Strykers: Civilian deaths might involve others

June 5, 2010 

The Army has charged a Stryker soldier from Joint Base Lewis-McChord with murder in the deaths of three Afghan civilians.

Three charges of premeditated murder and one charge of assault were filed against Spc. Jeremy Morlock, 22, a native of Wasilla, Alaska. He is an infantryman assigned to B Company, 2nd Battalion, 1st Infantry Regiment, 5th Stryker Brigade Combat Team, 2nd Infantry Division.

Morlock was returned home from Afghani-stan on Thursday and detained, Lewis-McChord spokeswoman Lt. Col. Tamara Parker said. He is being held in the Northwest Joint Regional Confinement Facility at Lewis-McChord.

He is the first soldier formally charged in the civilians’ deaths, Parker said, but more could end up facing charges.

The U.S. military last month announced an investigation of allegations that a group of Stryker soldiers from Lewis-McChord deliberately killed three civilians in a series of shootings earlier this year.

Military officials said they had detained one soldier with the Army’s 5th Stryker Brigade, 2nd Infantry Division, which deployed last summer to Afghanistan’s Kandahar province.
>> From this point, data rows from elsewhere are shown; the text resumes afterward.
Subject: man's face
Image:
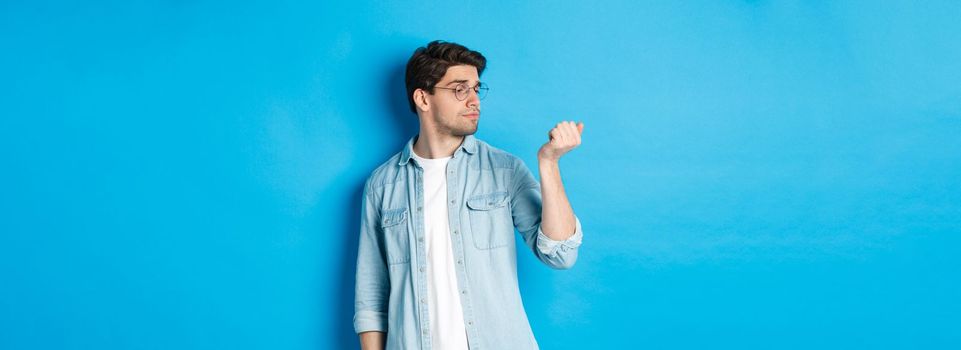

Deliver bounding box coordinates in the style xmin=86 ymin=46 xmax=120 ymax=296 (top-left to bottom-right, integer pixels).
xmin=422 ymin=65 xmax=481 ymax=137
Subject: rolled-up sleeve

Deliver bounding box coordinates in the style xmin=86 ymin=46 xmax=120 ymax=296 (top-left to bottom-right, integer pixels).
xmin=535 ymin=216 xmax=583 ymax=258
xmin=509 ymin=156 xmax=583 ymax=270
xmin=353 ymin=180 xmax=389 ymax=334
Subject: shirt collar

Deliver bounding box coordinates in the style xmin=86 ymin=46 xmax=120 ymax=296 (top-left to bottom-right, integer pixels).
xmin=398 ymin=134 xmax=477 ymax=166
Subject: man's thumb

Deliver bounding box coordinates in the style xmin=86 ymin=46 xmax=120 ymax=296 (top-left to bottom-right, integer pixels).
xmin=576 ymin=122 xmax=585 ymax=135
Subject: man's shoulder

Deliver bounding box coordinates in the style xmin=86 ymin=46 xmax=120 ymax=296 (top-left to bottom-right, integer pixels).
xmin=364 ymin=150 xmax=405 ymax=193
xmin=473 ymin=137 xmax=524 ymax=169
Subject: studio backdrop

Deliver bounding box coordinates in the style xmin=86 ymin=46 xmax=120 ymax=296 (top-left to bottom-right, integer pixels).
xmin=2 ymin=1 xmax=959 ymax=349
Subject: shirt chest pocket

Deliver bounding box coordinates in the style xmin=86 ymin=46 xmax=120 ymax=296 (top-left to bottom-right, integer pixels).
xmin=466 ymin=191 xmax=514 ymax=250
xmin=380 ymin=207 xmax=410 ymax=264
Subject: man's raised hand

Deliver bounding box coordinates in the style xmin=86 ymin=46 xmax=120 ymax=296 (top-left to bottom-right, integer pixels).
xmin=537 ymin=121 xmax=584 ymax=162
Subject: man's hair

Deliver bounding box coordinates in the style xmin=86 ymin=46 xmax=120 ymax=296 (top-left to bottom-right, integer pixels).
xmin=405 ymin=40 xmax=487 ymax=114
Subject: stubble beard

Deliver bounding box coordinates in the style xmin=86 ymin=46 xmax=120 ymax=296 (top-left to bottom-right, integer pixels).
xmin=436 ymin=113 xmax=478 ymax=137
xmin=451 ymin=120 xmax=478 ymax=136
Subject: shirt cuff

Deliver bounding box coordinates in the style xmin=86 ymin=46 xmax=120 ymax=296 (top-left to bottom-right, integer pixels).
xmin=353 ymin=310 xmax=387 ymax=334
xmin=535 ymin=216 xmax=583 ymax=257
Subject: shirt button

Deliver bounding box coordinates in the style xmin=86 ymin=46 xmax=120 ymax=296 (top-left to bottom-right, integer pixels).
xmin=461 ymin=290 xmax=467 ymax=294
xmin=418 ymin=238 xmax=424 ymax=243
xmin=417 ymin=206 xmax=422 ymax=211
xmin=420 ymin=298 xmax=426 ymax=304
xmin=457 ymin=260 xmax=462 ymax=264
xmin=450 ymin=199 xmax=455 ymax=204
xmin=419 ymin=267 xmax=425 ymax=272
xmin=468 ymin=321 xmax=473 ymax=326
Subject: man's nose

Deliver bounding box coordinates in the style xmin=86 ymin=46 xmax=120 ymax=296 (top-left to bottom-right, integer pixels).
xmin=466 ymin=89 xmax=480 ymax=108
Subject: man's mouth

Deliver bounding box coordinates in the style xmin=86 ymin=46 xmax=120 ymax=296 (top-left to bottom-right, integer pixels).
xmin=463 ymin=113 xmax=479 ymax=120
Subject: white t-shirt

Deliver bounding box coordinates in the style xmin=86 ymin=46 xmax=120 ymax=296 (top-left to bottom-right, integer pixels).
xmin=411 ymin=150 xmax=469 ymax=350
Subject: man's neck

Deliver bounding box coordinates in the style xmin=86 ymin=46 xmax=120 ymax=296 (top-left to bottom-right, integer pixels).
xmin=412 ymin=130 xmax=464 ymax=159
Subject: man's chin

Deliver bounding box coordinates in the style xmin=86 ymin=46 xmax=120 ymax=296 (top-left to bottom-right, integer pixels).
xmin=452 ymin=124 xmax=478 ymax=137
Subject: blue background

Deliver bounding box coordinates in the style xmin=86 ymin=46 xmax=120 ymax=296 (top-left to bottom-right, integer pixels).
xmin=2 ymin=1 xmax=960 ymax=349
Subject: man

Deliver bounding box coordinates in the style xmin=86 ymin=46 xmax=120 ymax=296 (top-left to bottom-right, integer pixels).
xmin=354 ymin=40 xmax=585 ymax=350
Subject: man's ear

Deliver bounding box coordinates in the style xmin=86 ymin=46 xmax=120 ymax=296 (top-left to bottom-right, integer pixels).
xmin=413 ymin=88 xmax=431 ymax=112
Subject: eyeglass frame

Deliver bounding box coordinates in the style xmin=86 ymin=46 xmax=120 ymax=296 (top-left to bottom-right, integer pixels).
xmin=432 ymin=81 xmax=489 ymax=101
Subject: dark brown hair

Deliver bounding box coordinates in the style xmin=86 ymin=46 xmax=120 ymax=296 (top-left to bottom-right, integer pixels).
xmin=405 ymin=40 xmax=487 ymax=113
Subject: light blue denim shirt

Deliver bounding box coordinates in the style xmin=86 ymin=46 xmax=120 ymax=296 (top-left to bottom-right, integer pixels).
xmin=354 ymin=134 xmax=584 ymax=350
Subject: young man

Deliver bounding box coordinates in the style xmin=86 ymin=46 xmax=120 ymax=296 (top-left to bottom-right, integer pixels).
xmin=354 ymin=40 xmax=585 ymax=350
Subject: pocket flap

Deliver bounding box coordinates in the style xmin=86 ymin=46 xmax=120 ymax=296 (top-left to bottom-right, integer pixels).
xmin=466 ymin=191 xmax=510 ymax=211
xmin=381 ymin=207 xmax=408 ymax=227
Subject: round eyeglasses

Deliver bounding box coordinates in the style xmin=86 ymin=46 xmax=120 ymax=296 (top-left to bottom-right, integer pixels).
xmin=434 ymin=82 xmax=489 ymax=101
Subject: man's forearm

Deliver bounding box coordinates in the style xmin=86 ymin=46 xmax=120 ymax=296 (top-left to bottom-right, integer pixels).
xmin=538 ymin=158 xmax=577 ymax=240
xmin=359 ymin=331 xmax=385 ymax=350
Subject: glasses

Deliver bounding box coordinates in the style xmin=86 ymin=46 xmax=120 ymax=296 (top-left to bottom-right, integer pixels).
xmin=433 ymin=82 xmax=489 ymax=101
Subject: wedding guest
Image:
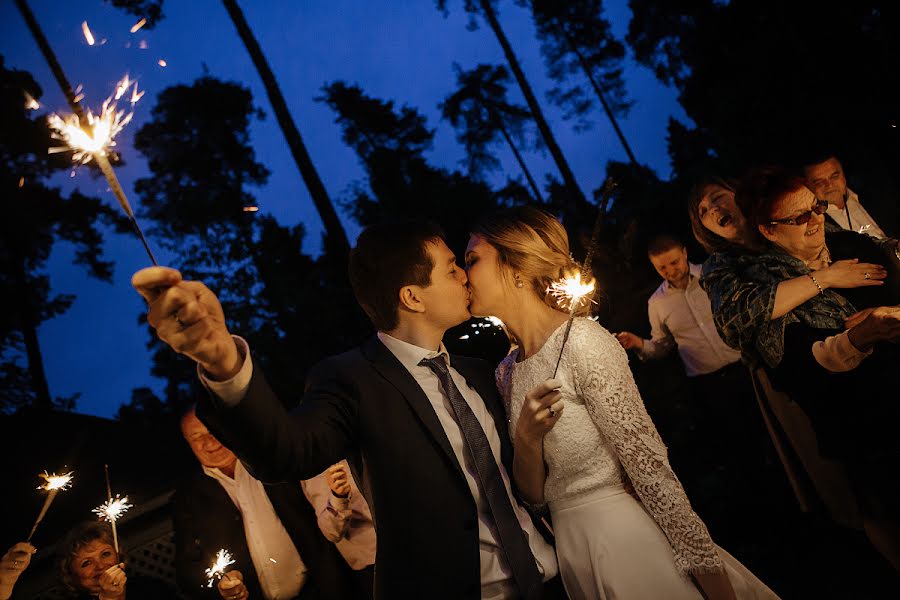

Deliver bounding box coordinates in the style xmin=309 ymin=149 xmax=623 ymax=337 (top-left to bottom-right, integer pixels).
xmin=302 ymin=461 xmax=376 ymax=598
xmin=59 ymin=521 xmax=174 ymax=600
xmin=174 ymin=408 xmax=353 ymax=600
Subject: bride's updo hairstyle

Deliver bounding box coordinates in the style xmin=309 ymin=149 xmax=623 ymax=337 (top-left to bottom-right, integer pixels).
xmin=471 ymin=206 xmax=591 ymax=316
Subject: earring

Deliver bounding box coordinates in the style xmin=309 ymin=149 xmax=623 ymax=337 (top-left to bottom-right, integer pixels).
xmin=515 ymin=278 xmax=524 ymax=288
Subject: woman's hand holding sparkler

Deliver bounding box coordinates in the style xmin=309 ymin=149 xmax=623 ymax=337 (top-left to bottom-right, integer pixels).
xmin=217 ymin=570 xmax=249 ymax=600
xmin=515 ymin=378 xmax=565 ymax=448
xmin=132 ymin=267 xmax=242 ymax=381
xmin=0 ymin=543 xmax=36 ymax=600
xmin=96 ymin=562 xmax=127 ymax=600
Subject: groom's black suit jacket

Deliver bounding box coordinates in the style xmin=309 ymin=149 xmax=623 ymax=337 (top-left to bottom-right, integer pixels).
xmin=198 ymin=335 xmax=552 ymax=600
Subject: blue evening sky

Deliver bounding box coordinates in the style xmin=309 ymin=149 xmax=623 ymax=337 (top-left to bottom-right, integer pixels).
xmin=1 ymin=0 xmax=687 ymax=417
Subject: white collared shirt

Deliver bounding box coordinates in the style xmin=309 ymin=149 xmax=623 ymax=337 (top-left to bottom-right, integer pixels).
xmin=201 ymin=335 xmax=558 ymax=600
xmin=825 ymin=188 xmax=887 ymax=238
xmin=638 ymin=263 xmax=743 ymax=376
xmin=376 ymin=332 xmax=558 ymax=600
xmin=203 ymin=461 xmax=306 ymax=600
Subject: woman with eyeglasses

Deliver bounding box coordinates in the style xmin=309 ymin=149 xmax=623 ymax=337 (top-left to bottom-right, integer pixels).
xmin=692 ymin=167 xmax=900 ymax=571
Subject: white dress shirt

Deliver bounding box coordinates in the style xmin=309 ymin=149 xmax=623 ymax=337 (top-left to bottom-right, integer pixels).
xmin=638 ymin=263 xmax=743 ymax=376
xmin=202 ymin=461 xmax=306 ymax=600
xmin=301 ymin=460 xmax=377 ymax=570
xmin=825 ymin=188 xmax=887 ymax=238
xmin=201 ymin=335 xmax=558 ymax=600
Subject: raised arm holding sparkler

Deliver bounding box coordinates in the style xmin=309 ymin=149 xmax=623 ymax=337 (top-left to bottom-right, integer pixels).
xmin=0 ymin=543 xmax=36 ymax=600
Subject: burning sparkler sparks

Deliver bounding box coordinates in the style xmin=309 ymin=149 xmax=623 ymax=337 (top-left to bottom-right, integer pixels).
xmin=205 ymin=549 xmax=236 ymax=588
xmin=93 ymin=495 xmax=133 ymax=523
xmin=81 ymin=21 xmax=95 ymax=46
xmin=547 ymin=271 xmax=596 ymax=313
xmin=130 ymin=18 xmax=147 ymax=33
xmin=157 ymin=59 xmax=167 ymax=67
xmin=27 ymin=470 xmax=75 ymax=541
xmin=45 ymin=75 xmax=158 ymax=264
xmin=37 ymin=470 xmax=75 ymax=491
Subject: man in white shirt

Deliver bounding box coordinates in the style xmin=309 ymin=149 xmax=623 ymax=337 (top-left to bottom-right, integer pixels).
xmin=134 ymin=220 xmax=564 ymax=600
xmin=174 ymin=408 xmax=353 ymax=600
xmin=615 ymin=235 xmax=766 ymax=466
xmin=301 ymin=461 xmax=376 ymax=598
xmin=802 ymin=154 xmax=889 ymax=238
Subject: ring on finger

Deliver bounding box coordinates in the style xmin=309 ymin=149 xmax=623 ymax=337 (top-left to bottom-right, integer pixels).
xmin=548 ymin=407 xmax=556 ymax=418
xmin=864 ymin=272 xmax=870 ymax=280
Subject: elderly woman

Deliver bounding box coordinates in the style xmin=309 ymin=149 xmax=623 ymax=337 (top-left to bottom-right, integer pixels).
xmin=691 ymin=169 xmax=900 ymax=571
xmin=59 ymin=522 xmax=173 ymax=600
xmin=688 ymin=175 xmax=896 ymax=367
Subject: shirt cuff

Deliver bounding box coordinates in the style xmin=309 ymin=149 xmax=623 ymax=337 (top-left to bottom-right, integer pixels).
xmin=635 ymin=339 xmax=654 ymax=361
xmin=328 ymin=493 xmax=351 ymax=511
xmin=811 ymin=330 xmax=873 ymax=373
xmin=197 ymin=336 xmax=253 ymax=406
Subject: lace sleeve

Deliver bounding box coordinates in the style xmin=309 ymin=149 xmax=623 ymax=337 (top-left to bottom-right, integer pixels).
xmin=570 ymin=319 xmax=724 ymax=575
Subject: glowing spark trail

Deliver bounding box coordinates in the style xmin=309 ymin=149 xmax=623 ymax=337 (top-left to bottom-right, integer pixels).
xmin=130 ymin=18 xmax=147 ymax=33
xmin=24 ymin=91 xmax=39 ymax=110
xmin=81 ymin=21 xmax=95 ymax=46
xmin=27 ymin=470 xmax=75 ymax=541
xmin=205 ymin=549 xmax=236 ymax=587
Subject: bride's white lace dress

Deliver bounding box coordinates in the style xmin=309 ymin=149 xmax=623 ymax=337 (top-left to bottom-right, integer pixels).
xmin=497 ymin=318 xmax=778 ymax=600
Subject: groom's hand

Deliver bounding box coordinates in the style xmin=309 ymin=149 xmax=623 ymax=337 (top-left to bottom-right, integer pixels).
xmin=132 ymin=267 xmax=242 ymax=381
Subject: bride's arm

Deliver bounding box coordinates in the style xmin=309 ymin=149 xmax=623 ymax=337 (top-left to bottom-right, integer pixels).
xmin=571 ymin=321 xmax=730 ymax=585
xmin=511 ymin=379 xmax=565 ymax=506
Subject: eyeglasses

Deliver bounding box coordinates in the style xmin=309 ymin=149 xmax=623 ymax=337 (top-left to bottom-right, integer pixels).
xmin=767 ymin=199 xmax=829 ymax=226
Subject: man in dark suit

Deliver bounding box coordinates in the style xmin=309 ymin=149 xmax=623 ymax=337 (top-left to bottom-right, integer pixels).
xmin=174 ymin=408 xmax=353 ymax=600
xmin=134 ymin=221 xmax=565 ymax=599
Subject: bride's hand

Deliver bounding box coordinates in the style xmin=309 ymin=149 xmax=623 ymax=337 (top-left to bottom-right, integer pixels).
xmin=514 ymin=378 xmax=564 ymax=448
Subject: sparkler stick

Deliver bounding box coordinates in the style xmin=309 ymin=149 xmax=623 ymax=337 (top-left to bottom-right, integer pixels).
xmin=27 ymin=470 xmax=74 ymax=541
xmin=549 ymin=178 xmax=618 ymax=378
xmin=205 ymin=549 xmax=236 ymax=588
xmin=14 ymin=0 xmax=158 ymax=265
xmin=93 ymin=464 xmax=132 ymax=554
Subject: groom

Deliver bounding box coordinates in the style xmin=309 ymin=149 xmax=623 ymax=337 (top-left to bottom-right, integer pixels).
xmin=133 ymin=220 xmax=564 ymax=599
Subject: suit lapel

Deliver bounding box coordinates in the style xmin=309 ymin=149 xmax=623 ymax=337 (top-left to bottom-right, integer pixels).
xmin=361 ymin=336 xmax=467 ymax=482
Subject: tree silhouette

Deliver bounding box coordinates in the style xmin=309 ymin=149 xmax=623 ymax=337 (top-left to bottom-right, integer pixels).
xmin=440 ymin=63 xmax=544 ymax=202
xmin=437 ymin=0 xmax=590 ymax=219
xmin=0 ymin=57 xmax=120 ymax=413
xmin=529 ymin=0 xmax=637 ymax=165
xmin=221 ymin=0 xmax=350 ymax=255
xmin=318 ymin=81 xmax=500 ymax=252
xmin=627 ymin=1 xmax=900 ymax=234
xmin=110 ymin=0 xmax=352 ymax=254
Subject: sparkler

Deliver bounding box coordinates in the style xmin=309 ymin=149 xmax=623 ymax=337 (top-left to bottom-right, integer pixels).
xmin=549 ymin=178 xmax=617 ymax=378
xmin=130 ymin=18 xmax=147 ymax=33
xmin=205 ymin=549 xmax=236 ymax=588
xmin=46 ymin=75 xmax=158 ymax=265
xmin=27 ymin=470 xmax=74 ymax=541
xmin=81 ymin=21 xmax=95 ymax=46
xmin=94 ymin=464 xmax=131 ymax=554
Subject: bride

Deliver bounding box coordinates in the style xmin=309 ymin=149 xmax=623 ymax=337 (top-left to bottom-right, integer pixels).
xmin=464 ymin=206 xmax=778 ymax=600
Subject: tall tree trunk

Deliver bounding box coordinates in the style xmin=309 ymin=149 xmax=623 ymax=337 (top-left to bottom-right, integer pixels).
xmin=222 ymin=0 xmax=350 ymax=256
xmin=494 ymin=118 xmax=544 ymax=202
xmin=10 ymin=258 xmax=53 ymax=411
xmin=557 ymin=20 xmax=638 ymax=166
xmin=479 ymin=0 xmax=587 ymax=216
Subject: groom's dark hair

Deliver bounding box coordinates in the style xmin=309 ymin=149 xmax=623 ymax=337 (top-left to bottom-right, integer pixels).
xmin=349 ymin=219 xmax=446 ymax=331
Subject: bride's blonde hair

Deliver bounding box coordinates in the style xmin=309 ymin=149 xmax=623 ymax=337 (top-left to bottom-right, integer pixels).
xmin=471 ymin=206 xmax=591 ymax=316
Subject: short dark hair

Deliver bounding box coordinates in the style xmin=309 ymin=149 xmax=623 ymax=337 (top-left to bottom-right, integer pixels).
xmin=646 ymin=233 xmax=684 ymax=257
xmin=58 ymin=521 xmax=118 ymax=593
xmin=348 ymin=219 xmax=445 ymax=331
xmin=736 ymin=166 xmax=809 ymax=236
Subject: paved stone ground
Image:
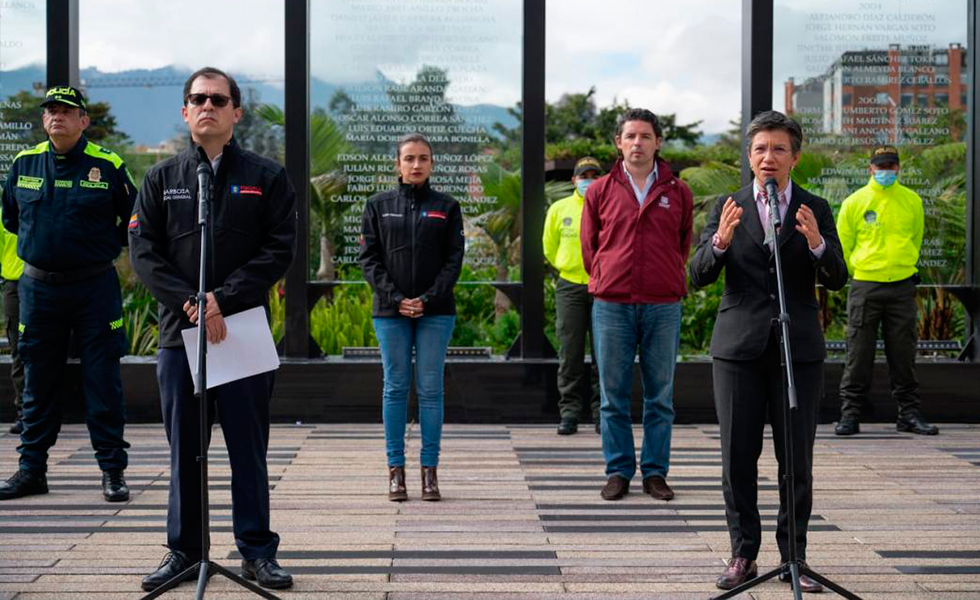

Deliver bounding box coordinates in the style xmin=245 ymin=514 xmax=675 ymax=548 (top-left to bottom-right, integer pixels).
xmin=1 ymin=422 xmax=978 ymax=599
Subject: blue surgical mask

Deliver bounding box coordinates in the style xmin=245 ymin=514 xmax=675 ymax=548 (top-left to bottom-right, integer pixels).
xmin=576 ymin=179 xmax=593 ymax=197
xmin=873 ymin=170 xmax=897 ymax=187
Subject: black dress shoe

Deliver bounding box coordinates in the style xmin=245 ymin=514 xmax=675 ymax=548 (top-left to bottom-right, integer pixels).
xmin=557 ymin=418 xmax=578 ymax=435
xmin=8 ymin=420 xmax=23 ymax=434
xmin=141 ymin=550 xmax=199 ymax=592
xmin=835 ymin=418 xmax=860 ymax=436
xmin=242 ymin=558 xmax=293 ymax=589
xmin=102 ymin=469 xmax=129 ymax=502
xmin=779 ymin=561 xmax=824 ymax=593
xmin=600 ymin=475 xmax=629 ymax=500
xmin=0 ymin=470 xmax=48 ymax=501
xmin=897 ymin=412 xmax=939 ymax=435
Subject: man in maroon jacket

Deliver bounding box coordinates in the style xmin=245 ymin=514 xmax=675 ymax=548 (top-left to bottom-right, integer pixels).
xmin=580 ymin=108 xmax=694 ymax=502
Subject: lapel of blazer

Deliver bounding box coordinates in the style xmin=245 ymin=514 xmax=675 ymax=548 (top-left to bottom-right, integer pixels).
xmin=778 ymin=182 xmax=804 ymax=248
xmin=734 ymin=186 xmax=769 ymax=254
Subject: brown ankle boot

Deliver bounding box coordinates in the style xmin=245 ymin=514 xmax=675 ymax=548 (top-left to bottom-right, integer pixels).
xmin=388 ymin=466 xmax=407 ymax=501
xmin=421 ymin=466 xmax=440 ymax=501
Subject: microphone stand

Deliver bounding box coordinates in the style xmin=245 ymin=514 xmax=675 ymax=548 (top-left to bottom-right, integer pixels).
xmin=141 ymin=164 xmax=281 ymax=600
xmin=712 ymin=180 xmax=860 ymax=600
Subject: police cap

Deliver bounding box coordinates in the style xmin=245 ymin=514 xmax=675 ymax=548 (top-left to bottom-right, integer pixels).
xmin=40 ymin=86 xmax=88 ymax=111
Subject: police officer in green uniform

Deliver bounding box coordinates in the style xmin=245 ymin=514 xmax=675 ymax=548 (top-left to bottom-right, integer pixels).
xmin=544 ymin=157 xmax=603 ymax=435
xmin=1 ymin=204 xmax=26 ymax=434
xmin=0 ymin=86 xmax=134 ymax=502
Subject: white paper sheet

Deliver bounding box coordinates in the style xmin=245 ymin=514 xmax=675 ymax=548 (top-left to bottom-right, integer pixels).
xmin=181 ymin=306 xmax=280 ymax=389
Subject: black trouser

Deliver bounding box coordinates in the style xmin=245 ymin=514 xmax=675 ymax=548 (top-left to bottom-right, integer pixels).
xmin=17 ymin=269 xmax=129 ymax=474
xmin=3 ymin=278 xmax=25 ymax=420
xmin=158 ymin=348 xmax=280 ymax=560
xmin=838 ymin=277 xmax=920 ymax=420
xmin=713 ymin=331 xmax=820 ymax=562
xmin=555 ymin=278 xmax=600 ymax=421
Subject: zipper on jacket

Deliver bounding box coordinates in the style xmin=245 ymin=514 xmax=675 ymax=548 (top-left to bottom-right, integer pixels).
xmin=410 ymin=188 xmax=418 ymax=298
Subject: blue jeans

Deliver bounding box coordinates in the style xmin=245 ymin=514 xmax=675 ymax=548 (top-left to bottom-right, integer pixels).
xmin=592 ymin=299 xmax=681 ymax=480
xmin=373 ymin=315 xmax=455 ymax=468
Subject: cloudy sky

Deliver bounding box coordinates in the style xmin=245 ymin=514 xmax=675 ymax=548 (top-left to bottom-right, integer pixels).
xmin=1 ymin=0 xmax=967 ymax=135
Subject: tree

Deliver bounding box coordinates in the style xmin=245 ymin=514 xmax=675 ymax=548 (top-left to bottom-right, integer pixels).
xmin=257 ymin=104 xmax=352 ymax=281
xmin=475 ymin=164 xmax=572 ymax=318
xmin=235 ymin=88 xmax=283 ymax=158
xmin=1 ymin=90 xmax=126 ymax=146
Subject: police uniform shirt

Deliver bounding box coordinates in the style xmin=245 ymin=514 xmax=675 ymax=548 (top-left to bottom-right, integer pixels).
xmin=1 ymin=135 xmax=137 ymax=272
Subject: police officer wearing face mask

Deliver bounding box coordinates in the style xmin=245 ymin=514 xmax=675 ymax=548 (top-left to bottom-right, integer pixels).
xmin=543 ymin=156 xmax=603 ymax=435
xmin=835 ymin=145 xmax=938 ymax=436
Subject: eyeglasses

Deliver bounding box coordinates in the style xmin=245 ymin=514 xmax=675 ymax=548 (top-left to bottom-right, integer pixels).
xmin=185 ymin=93 xmax=232 ymax=108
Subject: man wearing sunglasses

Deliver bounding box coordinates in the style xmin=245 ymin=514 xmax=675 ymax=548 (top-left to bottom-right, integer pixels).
xmin=130 ymin=66 xmax=296 ymax=592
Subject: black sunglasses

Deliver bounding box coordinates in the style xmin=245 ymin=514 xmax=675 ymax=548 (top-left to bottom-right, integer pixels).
xmin=185 ymin=93 xmax=232 ymax=108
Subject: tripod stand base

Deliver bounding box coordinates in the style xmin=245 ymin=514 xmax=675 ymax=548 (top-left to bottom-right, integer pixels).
xmin=141 ymin=560 xmax=283 ymax=600
xmin=711 ymin=560 xmax=863 ymax=600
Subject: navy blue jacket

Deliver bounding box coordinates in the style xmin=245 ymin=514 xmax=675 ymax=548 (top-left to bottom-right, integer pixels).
xmin=2 ymin=135 xmax=136 ymax=271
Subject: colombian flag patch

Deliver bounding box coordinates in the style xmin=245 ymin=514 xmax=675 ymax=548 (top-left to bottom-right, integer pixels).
xmin=128 ymin=213 xmax=139 ymax=230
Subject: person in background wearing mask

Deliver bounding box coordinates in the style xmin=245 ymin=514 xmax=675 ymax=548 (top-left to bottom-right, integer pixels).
xmin=835 ymin=145 xmax=936 ymax=436
xmin=543 ymin=157 xmax=603 ymax=435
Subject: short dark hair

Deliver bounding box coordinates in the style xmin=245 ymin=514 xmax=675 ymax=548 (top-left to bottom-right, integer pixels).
xmin=615 ymin=108 xmax=663 ymax=139
xmin=745 ymin=110 xmax=803 ymax=155
xmin=396 ymin=132 xmax=433 ymax=160
xmin=183 ymin=66 xmax=241 ymax=108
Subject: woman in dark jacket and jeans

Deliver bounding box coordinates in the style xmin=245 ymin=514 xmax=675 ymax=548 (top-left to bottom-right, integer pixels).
xmin=359 ymin=133 xmax=465 ymax=502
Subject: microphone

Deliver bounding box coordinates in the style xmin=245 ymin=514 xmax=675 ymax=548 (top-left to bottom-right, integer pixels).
xmin=763 ymin=177 xmax=781 ymax=229
xmin=196 ymin=161 xmax=213 ymax=225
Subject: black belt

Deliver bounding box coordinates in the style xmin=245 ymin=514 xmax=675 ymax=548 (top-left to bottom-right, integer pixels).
xmin=23 ymin=261 xmax=114 ymax=285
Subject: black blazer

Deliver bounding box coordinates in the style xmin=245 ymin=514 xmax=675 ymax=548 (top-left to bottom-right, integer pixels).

It isn’t known whether Morlock was that soldier.

The allegations center on as many as nine soldiers from the 5th Brigade at Forward Operating Base Ramrod, a remote outpost west of Kandahar city. The soldiers initially were under investigation for drug charges, officials said, but that led to allegations that the unit had taken part in the civilian killings, according to two officials familiar with the details.

If the allegations prove true, U.S. military credibility in southern Afghanistan could be undermined. The military is funneling soldiers to Kandahar as part of a campaign to weaken the Taliban’s hold on crucial parts of the province, and the case could make it harder to persuade skeptical Afghans to back the campaign.

The 5th Brigade moved into Kandahar last summer, when roadside bombs were taking a high toll on U.S. forces. Thirty-four soldiers from the brigade have been killed since August, including one last weekend. Seven were killed in October when their 21-ton Stryker vehicle hit a massive roadside bomb in one of the deadliest incidents for U.S. forces last year.

Morlock deployed to Afghanistan in July 2009 with his unit. It was his first deployment.

He entered the military in June 2006 and reported to JBLM in December 2006, after receiving initial entry training and advanced individual training at Fort Benning, Ga.

Parker said members of the 5th Brigade are in the process of returning home; some already have returned.

The charges against Morlock involve three events alleged to have occurred between January and May, Parker said.

She said Criminal Investigation Command officials are continuing their investigation and that she had no other details.

Parker said other soldiers are being investigated in connection with the deaths, but she could comment only on Morlock because he is the only one who is back in the base’s jurisdiction.

If convicted of premeditated murder, Morlock could face life in prison or death, Parker said.